Resmî Gazete’de bugün yayımlanan Anayasa Mahkemesi kararı, çeşitli tarihlerde yapılan 8 başvuruyu hukuki irtibat nedeniyle birleştirdi ve hepsini birden değerlendirdi. Sonuçta ilgili internet haberlerine getirilen erişim engelinin basın ve ifade özgürlüğünü ihlal ettiğine hükmetti.
Pilot olarak değerlendirilen kararda ayrıca mevcut düzenin değişmesi gerektiği belirtildi. Pilot karar, benzer başvuruların incelenmesinin 1 yıl ertelenmesi olarak verildi.
Karara temel olan engellenmiş haber başlıkları şöyle;
- Diken – “CHP’nin İstismar Araştırması Teklifine Yanıt : Mümkün Değil”
- Sol.org.tr – “Kolejlerle İlgili Şikayetler Artıyor Hem Emekçinin Parası Ödenmiyor, Hem Velilerin”
- Birgün – “Hasankeyf Taşıma İhalesi İptal Edildi, Bakanlık Soruşturma Açtı”
- Cumhuriyet – “Ferhat Tepe Dosyası Neden Kapandı”

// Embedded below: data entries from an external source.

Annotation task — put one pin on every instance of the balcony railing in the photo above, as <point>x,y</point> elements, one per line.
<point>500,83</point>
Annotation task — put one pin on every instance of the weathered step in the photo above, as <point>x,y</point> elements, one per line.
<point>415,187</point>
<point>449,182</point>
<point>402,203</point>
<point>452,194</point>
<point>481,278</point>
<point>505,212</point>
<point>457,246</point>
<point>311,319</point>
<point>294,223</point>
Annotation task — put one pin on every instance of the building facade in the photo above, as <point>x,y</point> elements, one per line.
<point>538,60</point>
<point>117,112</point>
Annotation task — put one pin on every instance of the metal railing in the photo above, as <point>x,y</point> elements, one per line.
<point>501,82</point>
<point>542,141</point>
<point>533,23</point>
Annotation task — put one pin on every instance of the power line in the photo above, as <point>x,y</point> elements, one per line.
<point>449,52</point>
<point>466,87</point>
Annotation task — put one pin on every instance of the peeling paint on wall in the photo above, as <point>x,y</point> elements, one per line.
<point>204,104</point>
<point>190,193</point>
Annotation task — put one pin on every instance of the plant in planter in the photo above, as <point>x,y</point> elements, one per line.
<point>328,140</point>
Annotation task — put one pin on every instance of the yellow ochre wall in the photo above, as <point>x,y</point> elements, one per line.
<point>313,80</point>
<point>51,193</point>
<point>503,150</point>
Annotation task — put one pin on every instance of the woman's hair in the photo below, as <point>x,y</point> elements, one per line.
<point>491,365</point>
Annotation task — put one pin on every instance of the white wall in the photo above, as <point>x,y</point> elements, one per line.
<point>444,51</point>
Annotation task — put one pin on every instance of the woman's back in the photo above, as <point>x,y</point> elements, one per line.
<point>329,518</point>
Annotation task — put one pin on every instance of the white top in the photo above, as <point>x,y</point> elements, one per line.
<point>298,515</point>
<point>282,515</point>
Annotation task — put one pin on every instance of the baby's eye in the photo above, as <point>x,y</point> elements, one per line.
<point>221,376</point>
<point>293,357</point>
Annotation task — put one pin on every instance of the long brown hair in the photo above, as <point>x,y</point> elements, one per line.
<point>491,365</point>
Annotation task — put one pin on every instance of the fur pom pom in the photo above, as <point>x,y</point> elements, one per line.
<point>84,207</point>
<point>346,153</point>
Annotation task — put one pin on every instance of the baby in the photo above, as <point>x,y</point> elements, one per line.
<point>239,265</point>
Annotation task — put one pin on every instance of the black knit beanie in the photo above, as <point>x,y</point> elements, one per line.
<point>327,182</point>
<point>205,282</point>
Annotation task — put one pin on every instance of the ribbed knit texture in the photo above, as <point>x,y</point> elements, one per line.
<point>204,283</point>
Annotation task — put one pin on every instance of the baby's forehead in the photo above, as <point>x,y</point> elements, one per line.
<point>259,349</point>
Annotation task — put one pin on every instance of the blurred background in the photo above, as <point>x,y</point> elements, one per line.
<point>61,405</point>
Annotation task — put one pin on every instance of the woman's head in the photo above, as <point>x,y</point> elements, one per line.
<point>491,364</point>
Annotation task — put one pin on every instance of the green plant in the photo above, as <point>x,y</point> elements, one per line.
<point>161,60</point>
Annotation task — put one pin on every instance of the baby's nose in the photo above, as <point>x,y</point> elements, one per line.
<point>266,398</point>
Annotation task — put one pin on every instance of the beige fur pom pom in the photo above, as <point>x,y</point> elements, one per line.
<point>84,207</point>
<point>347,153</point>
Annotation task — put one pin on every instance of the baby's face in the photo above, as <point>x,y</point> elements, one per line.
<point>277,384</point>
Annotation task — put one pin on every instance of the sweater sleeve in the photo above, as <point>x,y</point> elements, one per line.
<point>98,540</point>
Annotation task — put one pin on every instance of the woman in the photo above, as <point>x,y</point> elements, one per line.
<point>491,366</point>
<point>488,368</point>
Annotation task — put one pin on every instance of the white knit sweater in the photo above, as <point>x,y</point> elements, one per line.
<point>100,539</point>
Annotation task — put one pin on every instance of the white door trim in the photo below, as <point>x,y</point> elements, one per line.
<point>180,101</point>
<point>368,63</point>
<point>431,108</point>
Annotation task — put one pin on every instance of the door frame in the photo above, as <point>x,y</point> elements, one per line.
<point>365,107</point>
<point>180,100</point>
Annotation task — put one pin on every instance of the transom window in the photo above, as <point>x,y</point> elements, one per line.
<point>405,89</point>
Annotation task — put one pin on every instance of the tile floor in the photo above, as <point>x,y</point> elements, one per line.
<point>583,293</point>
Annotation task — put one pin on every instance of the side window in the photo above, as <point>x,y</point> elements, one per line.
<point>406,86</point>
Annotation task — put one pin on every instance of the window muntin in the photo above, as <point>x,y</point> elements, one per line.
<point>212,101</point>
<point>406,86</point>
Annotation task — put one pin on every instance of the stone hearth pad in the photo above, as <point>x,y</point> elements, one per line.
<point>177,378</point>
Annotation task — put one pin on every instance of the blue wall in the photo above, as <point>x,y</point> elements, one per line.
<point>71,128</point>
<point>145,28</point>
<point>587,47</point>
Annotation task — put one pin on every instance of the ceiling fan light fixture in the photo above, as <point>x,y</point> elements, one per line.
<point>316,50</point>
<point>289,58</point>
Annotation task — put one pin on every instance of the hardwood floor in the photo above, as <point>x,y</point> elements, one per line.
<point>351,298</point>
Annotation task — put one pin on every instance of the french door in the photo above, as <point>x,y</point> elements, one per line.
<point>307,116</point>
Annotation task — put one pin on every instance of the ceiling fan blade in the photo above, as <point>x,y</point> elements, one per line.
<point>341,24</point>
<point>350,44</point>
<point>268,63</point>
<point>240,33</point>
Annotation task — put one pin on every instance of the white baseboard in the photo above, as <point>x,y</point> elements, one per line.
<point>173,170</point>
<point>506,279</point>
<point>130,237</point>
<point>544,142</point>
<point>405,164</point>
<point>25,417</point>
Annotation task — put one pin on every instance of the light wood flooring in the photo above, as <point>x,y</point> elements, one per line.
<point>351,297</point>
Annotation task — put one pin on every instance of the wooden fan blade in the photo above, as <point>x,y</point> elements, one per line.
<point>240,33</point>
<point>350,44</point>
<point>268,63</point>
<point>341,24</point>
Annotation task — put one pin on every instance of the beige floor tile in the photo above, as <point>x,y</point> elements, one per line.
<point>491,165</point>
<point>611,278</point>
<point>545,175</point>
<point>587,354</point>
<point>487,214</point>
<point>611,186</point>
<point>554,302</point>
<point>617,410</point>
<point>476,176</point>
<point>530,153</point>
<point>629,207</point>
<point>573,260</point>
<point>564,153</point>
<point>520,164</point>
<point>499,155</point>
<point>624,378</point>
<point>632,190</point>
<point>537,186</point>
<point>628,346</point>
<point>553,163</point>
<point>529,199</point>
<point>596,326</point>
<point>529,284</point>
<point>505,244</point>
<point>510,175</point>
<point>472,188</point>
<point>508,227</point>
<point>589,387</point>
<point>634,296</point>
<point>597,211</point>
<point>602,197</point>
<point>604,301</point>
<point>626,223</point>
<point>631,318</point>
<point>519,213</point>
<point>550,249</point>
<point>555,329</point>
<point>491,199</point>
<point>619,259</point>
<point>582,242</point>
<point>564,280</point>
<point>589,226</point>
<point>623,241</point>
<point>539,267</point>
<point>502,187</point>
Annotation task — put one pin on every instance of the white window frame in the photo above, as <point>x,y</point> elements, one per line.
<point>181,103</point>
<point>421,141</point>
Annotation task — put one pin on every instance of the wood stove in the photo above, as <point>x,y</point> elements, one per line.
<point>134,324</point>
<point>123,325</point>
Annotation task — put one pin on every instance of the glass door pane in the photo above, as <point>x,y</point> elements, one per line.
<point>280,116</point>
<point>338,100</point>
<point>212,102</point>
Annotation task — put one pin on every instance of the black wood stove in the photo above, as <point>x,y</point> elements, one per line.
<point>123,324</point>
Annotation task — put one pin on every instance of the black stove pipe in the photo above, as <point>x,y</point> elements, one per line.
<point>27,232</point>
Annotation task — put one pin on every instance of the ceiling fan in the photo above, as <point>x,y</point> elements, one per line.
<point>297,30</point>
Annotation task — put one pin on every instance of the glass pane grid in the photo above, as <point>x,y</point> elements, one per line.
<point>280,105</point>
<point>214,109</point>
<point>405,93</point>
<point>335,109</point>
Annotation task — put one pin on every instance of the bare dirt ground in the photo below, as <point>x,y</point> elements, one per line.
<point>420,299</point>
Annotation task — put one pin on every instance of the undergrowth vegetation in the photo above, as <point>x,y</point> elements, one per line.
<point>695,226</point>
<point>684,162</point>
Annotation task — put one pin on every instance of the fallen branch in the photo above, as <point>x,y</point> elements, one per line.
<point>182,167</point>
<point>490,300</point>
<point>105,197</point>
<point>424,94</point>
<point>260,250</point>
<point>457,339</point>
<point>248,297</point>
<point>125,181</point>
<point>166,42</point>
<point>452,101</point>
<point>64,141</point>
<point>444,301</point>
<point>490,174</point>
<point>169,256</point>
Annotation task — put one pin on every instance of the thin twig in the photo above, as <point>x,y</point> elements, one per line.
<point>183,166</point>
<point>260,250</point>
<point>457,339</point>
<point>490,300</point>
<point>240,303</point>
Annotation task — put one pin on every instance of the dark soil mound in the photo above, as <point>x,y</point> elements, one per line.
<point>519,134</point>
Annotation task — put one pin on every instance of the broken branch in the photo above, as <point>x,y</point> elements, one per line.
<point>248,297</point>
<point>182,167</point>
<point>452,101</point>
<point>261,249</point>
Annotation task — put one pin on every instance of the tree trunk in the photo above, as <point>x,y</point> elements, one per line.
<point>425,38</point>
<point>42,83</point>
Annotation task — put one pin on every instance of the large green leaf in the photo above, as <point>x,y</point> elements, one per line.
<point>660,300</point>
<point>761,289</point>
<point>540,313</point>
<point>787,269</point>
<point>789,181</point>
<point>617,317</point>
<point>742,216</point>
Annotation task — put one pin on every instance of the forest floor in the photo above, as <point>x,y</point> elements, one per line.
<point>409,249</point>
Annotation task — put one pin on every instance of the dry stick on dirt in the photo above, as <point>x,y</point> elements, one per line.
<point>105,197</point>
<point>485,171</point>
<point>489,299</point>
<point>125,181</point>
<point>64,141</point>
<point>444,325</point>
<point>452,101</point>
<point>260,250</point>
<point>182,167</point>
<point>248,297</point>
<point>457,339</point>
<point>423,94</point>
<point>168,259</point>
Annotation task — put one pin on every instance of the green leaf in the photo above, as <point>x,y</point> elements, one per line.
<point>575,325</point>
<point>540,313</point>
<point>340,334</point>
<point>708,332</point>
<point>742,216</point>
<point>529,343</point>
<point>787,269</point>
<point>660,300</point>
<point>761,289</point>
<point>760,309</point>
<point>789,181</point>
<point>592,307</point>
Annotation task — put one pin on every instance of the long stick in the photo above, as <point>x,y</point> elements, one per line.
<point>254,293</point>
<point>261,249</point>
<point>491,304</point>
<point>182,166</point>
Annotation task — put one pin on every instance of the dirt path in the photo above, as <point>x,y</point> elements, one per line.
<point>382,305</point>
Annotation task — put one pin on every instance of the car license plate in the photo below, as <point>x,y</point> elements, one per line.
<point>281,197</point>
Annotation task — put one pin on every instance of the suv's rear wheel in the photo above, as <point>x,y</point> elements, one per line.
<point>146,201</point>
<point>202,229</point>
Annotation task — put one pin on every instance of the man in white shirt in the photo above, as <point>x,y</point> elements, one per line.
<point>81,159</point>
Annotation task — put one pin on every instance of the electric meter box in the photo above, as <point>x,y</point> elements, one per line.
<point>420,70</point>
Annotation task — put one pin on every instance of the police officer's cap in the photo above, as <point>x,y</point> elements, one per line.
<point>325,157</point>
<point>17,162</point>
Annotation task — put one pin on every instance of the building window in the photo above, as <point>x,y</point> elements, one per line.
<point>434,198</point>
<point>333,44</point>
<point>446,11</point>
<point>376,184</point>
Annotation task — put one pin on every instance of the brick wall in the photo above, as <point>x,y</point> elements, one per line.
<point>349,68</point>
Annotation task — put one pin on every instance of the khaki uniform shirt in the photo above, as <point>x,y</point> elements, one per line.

- Duvar – H.B’nin Başı Neden Belada?
- Duvar – M.T.G. Ağzımdan Trabzon ile İlgili Bir Kelime Çıkmadı” ve “Yunan Olmak da Ayıp değil, Pontus da” ve ilgili 20 haber
- Tarımdanhaber.com – Tarım Kredi Kooperatifleri Merkez Birliği konusunda 122 haber
- Artı Gerçek – “Gıda Sahtekarlığından 15 Kez Ceza Alan Kişi Tarım Kredi Marketlere Genel Müdür Atandı” ve 55 ilgili haber
Anayasa Mahkemesi konuyla ilgili açıklamalarında, 5651 sayılı kanunun kapsamına dikkat çekiliyor ve ölçü olmadığı belirtiliyor ;
“Kanun’un 9. maddesinde (5651 sayılı İnternet Ortamında Yapılan Yayınların Düzenlenmesi ve Bu Yayınlar Yoluyla İşlenen Suçlarla Mücadele Edilmesi Hakkında Kanunu) erişimin engellenmesi yolunun kapsamının suç teşkil eden internet yayını ile sınırlı olduğunu gösteren herhangi bir ibare bulunmamaktadır.
Üstelik bu yolun kullanılabilmesi için kişilik haklarına yönelik haksız fiilin ulaşması gereken ağırlığın boyutuna ilişkin bir ölçüt/eşik değer de belirlenmemiştir. Ayrıca söz konusu kanun ile getirilen erişimin engellenmesi usullerinin tamamının tedbir niteliğinde olduğu izlenimi oluşmaktadır.”
Kararda, sulh ceza hakimliklerinin kararlarında basının görev ve sorumluluklarına uymadığı, kötü niyetli olarak gerçeğin çarpıtıldığı yönünde somutlaştırılmış tespitlerinin bulunmadığı bildirildi. Ayrıca yapılan müdahalenin orantılı olmadığı şu ifadelerde açıklandı:
“Üstelik bu haberlerden herhangi biriyle ilgili olarak erişimin engellenmesi kararından sonra bir ceza soruşturması ve kovuşturması açıldığı da tespit edilememiştir. Dolayısıyla somut başvurulara konu haberler, belirsiz bir süre için engellenmiş görünmektedir. İlgili ve yeterli gerekçe olmadan tedbir mahiyetinde alınan bu tür kararların süresiz etki göstermesi nedeniyle ifade ve basın özgürlüklerine yapılan müdahalenin orantılı olmadığı değerlendirilmiştir.”
Benzer ihlallerin önlenmesi adına halihazırda işleyen mevcut sistemin yeniden ele alınması gerektiğine işaret edilen kararda şu ifadeler de kullanıldı:
“Hiç şüphesiz internet ortamının organize edilmesi hususunda benimsenecek devlet politikasının önemli bir parçası olan kanuni düzenlemeleri yapmak yasama organının takdirindedir. Elbette parlamento, yeni kanuni düzenlemeleri mevcut sistem içinde kalarak yapmayı da tercih edebilir. Bu takdirde çevrim içi ortama yönelik müdahalelerin Anayasa’nın 13. maddesi uyarınca demokratik toplum düzeninin gereklerine uygun olması ve Anayasa’nın 26. maddesinin ihlaline yol açmaması için yapılacak yeni kanuni düzenlemelerde asgari standartların dikkate alınmasında yarar olduğu kanaatine varılmıştır.”
Sonuçta, son 15 yıldır söylediklerimizin, tamamını değil ama bir kısmını bu kararda görüp, umutlandık.